We launched our new website a week ago and we’ve been inundated with questions about the “ReDo.” So we’ll tell you a bit more about this powerful principle, behavioral tool, and way to liberate yourself.
How does a ReDo work, why is a ReDo possible and what does all this mean?
How does a Redo work?
Only human beings can ReDo themselves. We can stop and pause, then in that precious space between the stimulus and the response, we can re-consider our behaviors, ideas, and attitudes. We can make internal adjustments—re-calibrating ourselves—and then we can ReDo ourselves, behaving in ways that we feel good about.
This is quite amazing when you think about it. We don’t have to be stuck inside of our misstatements or momentary lapses. When we make mistakes, we can liberate ourselves, instead of shaming ourselves. Of course this depends on the magnitude of our mistakes, but for most of them we can opt for a ReDo.
Why is a ReDo possible?
Because the meaning of everything is made up. It’s all subjective, open to interpretation. What’s warm to an Eskimo is cold to a Hawaiian. There’s a Zen poem that says, “To her lover, a beautiful woman is a delight; to an ascetic, a distraction; to a wolf, a good meal.”
At times we may interpret things in one-way and other times we interpret—or re-interpret—the same thing in a completely different way. Do you remember dating someone who slurped their soup and you thought it was cute. A year later the same noise was as irritating as nails on a blackboard. Or, the first time you heard the soup slurp you wondered why this person lacked etiquette, now, after being married for twenty-five-years you’ve come to love the very same sound that s/he makes.
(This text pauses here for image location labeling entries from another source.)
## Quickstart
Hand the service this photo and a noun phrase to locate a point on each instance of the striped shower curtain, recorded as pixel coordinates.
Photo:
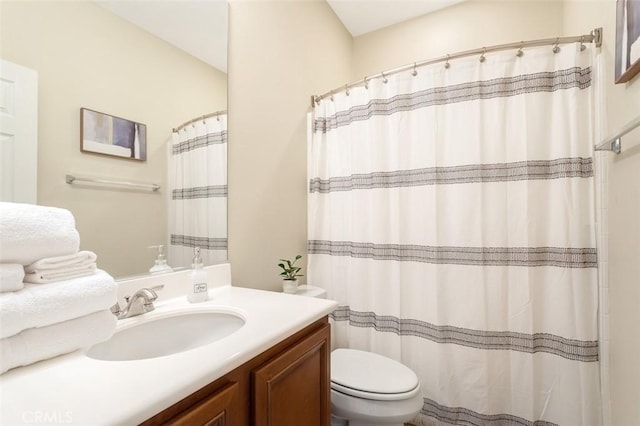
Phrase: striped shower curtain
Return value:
(451, 215)
(198, 192)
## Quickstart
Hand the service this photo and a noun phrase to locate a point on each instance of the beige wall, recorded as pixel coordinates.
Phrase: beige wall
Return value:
(465, 26)
(622, 104)
(280, 53)
(88, 57)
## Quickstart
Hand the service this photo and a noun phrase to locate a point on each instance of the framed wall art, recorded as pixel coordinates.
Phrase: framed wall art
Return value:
(627, 40)
(109, 135)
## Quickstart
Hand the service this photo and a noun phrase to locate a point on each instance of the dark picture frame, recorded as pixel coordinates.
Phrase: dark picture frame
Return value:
(627, 40)
(107, 134)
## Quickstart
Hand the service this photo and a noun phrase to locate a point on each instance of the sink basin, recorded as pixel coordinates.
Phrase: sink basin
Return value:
(166, 335)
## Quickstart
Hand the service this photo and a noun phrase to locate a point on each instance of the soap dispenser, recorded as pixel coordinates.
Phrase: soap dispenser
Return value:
(198, 289)
(160, 264)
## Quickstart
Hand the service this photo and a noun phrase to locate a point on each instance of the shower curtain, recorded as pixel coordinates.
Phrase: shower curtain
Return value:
(198, 192)
(451, 215)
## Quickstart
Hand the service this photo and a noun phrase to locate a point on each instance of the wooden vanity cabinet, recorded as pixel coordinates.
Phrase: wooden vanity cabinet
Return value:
(287, 385)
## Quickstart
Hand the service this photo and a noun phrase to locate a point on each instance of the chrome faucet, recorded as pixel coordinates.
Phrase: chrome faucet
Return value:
(138, 303)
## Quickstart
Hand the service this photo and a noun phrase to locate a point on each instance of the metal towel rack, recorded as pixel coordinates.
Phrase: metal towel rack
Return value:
(148, 186)
(614, 143)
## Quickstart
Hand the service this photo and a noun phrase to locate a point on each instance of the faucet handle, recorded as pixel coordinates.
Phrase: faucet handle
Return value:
(115, 309)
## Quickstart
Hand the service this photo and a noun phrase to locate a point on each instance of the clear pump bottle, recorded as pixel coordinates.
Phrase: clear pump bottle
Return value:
(198, 289)
(160, 265)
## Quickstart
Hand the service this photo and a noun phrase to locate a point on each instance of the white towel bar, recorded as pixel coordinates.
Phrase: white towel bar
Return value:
(148, 186)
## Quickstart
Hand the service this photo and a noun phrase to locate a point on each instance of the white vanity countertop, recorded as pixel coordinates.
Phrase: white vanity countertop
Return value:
(75, 389)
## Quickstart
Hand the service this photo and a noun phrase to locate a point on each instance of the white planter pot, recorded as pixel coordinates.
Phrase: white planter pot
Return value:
(290, 286)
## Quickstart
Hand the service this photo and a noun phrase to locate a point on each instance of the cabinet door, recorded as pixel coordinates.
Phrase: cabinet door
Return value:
(292, 389)
(211, 411)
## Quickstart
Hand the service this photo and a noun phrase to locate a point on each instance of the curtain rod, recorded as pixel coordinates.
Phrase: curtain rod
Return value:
(594, 37)
(204, 117)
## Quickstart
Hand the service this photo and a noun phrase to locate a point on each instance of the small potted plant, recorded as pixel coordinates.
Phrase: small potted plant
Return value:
(290, 274)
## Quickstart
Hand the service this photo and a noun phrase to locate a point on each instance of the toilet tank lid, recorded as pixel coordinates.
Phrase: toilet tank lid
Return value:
(370, 372)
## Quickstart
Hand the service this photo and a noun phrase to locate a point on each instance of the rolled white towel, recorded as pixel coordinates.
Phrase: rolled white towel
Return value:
(11, 276)
(52, 269)
(80, 258)
(39, 305)
(37, 344)
(31, 232)
(55, 275)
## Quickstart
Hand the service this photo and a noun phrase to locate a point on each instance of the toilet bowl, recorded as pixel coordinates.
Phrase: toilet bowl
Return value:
(368, 389)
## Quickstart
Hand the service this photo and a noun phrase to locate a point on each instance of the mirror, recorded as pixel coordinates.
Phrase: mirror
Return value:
(88, 56)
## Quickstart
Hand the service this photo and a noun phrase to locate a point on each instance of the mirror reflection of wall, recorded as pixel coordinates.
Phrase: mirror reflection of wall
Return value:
(86, 56)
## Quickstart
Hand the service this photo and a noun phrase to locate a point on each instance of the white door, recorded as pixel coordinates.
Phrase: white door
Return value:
(18, 133)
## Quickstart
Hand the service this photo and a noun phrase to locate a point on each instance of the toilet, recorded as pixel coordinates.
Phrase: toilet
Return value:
(368, 389)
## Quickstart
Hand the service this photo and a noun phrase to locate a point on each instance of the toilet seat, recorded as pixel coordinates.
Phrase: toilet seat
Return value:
(371, 376)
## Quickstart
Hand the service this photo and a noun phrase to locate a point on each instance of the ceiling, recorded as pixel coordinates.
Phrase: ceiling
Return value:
(200, 27)
(364, 16)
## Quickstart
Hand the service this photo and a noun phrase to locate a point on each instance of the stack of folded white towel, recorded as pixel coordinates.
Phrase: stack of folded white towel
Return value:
(53, 299)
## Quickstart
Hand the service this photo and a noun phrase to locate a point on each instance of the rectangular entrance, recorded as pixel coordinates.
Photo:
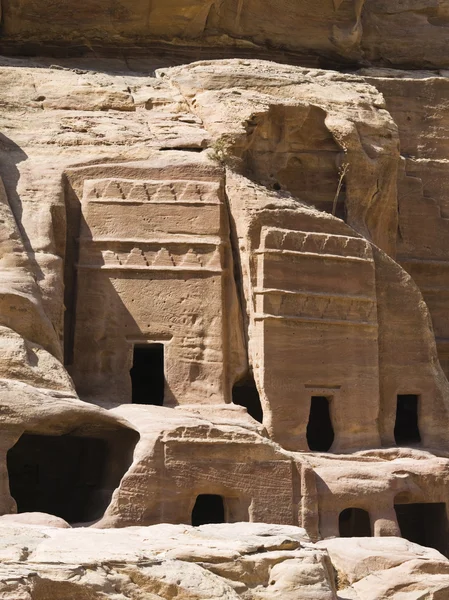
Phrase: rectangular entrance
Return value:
(425, 524)
(147, 374)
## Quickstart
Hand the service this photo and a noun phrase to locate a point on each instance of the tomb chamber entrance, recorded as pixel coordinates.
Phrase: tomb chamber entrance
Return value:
(320, 432)
(245, 393)
(147, 374)
(209, 508)
(425, 524)
(69, 476)
(354, 522)
(406, 429)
Many things influence how we make meaning, but few things influence us more than fear. When our survival system is aroused we interpret things through a different neurological set of filters. Our range of interpretations and responses are dramatically narrowed when we feel under threat. Basically, our responses are limited to fighting, fleeing, or freezing.
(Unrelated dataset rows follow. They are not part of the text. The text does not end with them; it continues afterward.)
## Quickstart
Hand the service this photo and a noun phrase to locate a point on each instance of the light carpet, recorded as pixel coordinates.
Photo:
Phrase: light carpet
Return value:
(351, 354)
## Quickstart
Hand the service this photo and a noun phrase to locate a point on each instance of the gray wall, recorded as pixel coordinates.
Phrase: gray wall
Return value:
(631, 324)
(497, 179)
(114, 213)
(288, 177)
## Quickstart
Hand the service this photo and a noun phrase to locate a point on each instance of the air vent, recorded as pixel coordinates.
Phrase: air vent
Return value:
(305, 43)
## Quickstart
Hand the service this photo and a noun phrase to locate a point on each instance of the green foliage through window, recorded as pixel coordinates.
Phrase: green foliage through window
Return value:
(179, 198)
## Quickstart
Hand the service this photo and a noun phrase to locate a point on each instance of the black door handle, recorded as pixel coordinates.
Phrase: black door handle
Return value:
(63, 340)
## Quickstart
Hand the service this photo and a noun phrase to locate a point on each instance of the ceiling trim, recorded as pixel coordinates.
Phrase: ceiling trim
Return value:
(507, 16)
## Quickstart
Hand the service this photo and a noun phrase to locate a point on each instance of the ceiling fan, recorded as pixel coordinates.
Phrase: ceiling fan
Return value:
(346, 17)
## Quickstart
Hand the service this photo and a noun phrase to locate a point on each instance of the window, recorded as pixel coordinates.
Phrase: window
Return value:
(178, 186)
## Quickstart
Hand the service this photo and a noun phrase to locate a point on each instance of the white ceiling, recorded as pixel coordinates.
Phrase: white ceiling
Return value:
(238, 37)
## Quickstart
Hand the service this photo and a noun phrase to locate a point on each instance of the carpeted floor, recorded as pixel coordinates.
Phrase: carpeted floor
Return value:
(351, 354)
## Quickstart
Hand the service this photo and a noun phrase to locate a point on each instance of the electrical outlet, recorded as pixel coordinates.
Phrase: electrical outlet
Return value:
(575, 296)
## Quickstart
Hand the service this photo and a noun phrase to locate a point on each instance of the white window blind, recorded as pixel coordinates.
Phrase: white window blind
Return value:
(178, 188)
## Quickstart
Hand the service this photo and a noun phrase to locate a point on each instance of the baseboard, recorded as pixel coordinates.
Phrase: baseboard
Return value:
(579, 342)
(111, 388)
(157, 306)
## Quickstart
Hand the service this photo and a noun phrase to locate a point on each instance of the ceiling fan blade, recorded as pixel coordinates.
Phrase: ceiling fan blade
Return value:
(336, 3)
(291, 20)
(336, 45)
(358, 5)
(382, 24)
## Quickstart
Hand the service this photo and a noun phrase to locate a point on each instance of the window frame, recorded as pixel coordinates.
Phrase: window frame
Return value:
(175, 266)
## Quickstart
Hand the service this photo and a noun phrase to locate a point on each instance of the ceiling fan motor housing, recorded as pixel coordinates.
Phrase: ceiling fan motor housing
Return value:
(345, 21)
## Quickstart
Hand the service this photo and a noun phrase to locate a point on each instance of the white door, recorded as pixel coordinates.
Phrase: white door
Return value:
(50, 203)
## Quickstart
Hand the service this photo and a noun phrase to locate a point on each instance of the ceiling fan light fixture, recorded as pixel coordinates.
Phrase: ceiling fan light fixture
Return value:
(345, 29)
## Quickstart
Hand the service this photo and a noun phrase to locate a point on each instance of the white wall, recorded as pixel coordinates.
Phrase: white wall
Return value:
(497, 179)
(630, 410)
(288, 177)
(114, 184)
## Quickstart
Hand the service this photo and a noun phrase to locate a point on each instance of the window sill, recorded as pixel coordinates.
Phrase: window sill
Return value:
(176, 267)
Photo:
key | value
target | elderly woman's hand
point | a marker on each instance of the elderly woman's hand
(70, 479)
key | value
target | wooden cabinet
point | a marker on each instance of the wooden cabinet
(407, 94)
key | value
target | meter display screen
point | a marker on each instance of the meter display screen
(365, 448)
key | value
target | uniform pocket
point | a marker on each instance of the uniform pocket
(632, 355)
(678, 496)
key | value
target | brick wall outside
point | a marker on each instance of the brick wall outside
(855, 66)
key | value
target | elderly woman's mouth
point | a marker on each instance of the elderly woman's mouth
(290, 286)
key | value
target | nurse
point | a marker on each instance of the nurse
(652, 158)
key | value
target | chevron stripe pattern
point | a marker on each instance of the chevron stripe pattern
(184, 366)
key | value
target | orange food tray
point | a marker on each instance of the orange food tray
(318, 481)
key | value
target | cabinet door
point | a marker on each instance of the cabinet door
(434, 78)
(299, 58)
But not after we learn the ReDo. The ReDo broadens our range of interpretations and responses. We increase our behavioral flexibility. Of course, this isn’t the case if a tiger is chasing us—but when’s the last time you were chased by a tiger? A more interesting question—when’s the last time you responded as if you were being chased by a tiger? Most of us are incredibly safe 99.9% of the time, but we don’t act like it. If you start using the ReDo you will calm your survival system and begin to have more choices in your life.
What does a ReDo mean?
It means that we can open the space between the stimulus and the response. We can buy ourselves more time to re-consider, re-lease anxiety and fear, and re-right ourselves so that when we speak we are expressing ourselves from a higher place, a more mature place, a more thoughtful and caring place.
If we embrace the ReDo we are embracing one of the greatest gifts of being human—our ability to make meaning and make choices so that we re-create our lives as we wish them to be.
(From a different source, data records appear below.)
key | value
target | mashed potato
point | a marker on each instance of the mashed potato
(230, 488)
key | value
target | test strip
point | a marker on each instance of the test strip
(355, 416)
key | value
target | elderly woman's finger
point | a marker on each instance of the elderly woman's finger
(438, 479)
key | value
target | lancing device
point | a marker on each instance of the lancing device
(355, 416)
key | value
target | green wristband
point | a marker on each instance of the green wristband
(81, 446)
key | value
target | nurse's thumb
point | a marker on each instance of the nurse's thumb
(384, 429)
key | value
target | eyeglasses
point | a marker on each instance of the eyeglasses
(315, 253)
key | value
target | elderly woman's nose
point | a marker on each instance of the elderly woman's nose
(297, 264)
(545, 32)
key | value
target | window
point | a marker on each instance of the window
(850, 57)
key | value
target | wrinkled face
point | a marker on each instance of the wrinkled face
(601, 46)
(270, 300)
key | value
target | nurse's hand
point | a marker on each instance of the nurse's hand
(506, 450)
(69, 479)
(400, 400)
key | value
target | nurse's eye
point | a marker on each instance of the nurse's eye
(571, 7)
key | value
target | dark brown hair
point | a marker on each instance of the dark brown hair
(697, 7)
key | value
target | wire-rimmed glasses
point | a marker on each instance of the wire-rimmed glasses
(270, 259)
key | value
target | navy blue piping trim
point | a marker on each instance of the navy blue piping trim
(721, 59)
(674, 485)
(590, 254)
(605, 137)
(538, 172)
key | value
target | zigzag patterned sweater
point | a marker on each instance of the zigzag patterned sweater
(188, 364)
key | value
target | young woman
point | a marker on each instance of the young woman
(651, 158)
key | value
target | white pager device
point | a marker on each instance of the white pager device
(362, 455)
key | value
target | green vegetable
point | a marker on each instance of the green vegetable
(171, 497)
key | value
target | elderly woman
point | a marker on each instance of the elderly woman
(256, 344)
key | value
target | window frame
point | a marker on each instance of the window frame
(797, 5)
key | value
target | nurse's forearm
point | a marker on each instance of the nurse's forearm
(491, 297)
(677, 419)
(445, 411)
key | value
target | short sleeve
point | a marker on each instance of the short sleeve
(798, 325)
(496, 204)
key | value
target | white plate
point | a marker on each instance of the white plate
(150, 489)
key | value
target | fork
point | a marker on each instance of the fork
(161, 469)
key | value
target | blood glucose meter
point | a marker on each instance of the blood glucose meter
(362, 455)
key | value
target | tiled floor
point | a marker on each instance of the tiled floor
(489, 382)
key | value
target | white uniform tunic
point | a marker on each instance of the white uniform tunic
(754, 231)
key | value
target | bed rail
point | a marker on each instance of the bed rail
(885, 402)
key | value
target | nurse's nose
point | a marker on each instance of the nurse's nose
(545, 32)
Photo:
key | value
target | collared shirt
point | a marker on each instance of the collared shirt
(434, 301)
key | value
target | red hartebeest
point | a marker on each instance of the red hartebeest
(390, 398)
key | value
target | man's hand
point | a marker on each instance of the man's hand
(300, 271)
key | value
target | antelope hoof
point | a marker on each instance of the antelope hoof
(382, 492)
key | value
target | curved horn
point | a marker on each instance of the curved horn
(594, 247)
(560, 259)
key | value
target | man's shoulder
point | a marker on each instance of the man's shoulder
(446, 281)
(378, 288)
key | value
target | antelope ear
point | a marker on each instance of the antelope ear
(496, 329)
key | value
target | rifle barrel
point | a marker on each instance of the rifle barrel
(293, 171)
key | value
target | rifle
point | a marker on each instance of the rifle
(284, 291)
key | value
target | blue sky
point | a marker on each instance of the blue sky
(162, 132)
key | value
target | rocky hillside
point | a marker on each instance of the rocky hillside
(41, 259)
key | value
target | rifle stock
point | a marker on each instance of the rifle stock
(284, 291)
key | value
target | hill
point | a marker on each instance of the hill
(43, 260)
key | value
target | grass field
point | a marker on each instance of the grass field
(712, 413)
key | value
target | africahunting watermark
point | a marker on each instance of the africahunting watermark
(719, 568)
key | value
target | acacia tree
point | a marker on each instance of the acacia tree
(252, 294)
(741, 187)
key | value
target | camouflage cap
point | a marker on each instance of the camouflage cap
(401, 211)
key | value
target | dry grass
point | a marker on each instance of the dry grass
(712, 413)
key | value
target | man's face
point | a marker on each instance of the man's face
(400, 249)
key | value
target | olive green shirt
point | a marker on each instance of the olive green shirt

I appreciate the clarity of your blog about Redo. I have challenged myself in redoing myself in the past because I thought of my ‘identity’ as somewhat fixed, relatively unchanging. By having an understanding that I’m constantly changing, with no fixed sense of self, I have unlimited power to control how I choose to respond between stimulus and response to any given set of circumstances. In this pause between stimulus and response I can choose to redo myself in a compassionate, loving, and peaceful way.
Lovely, concise summation of Redo – and I highlight in myself that it’s the improved signal that goes into the world every time I redo myself (one little process at a time) that begins to aggregate and as I refine myself, I refine the world.
Subjectivity does not ‘make up’ meaning. Subjectivity realizes meaning.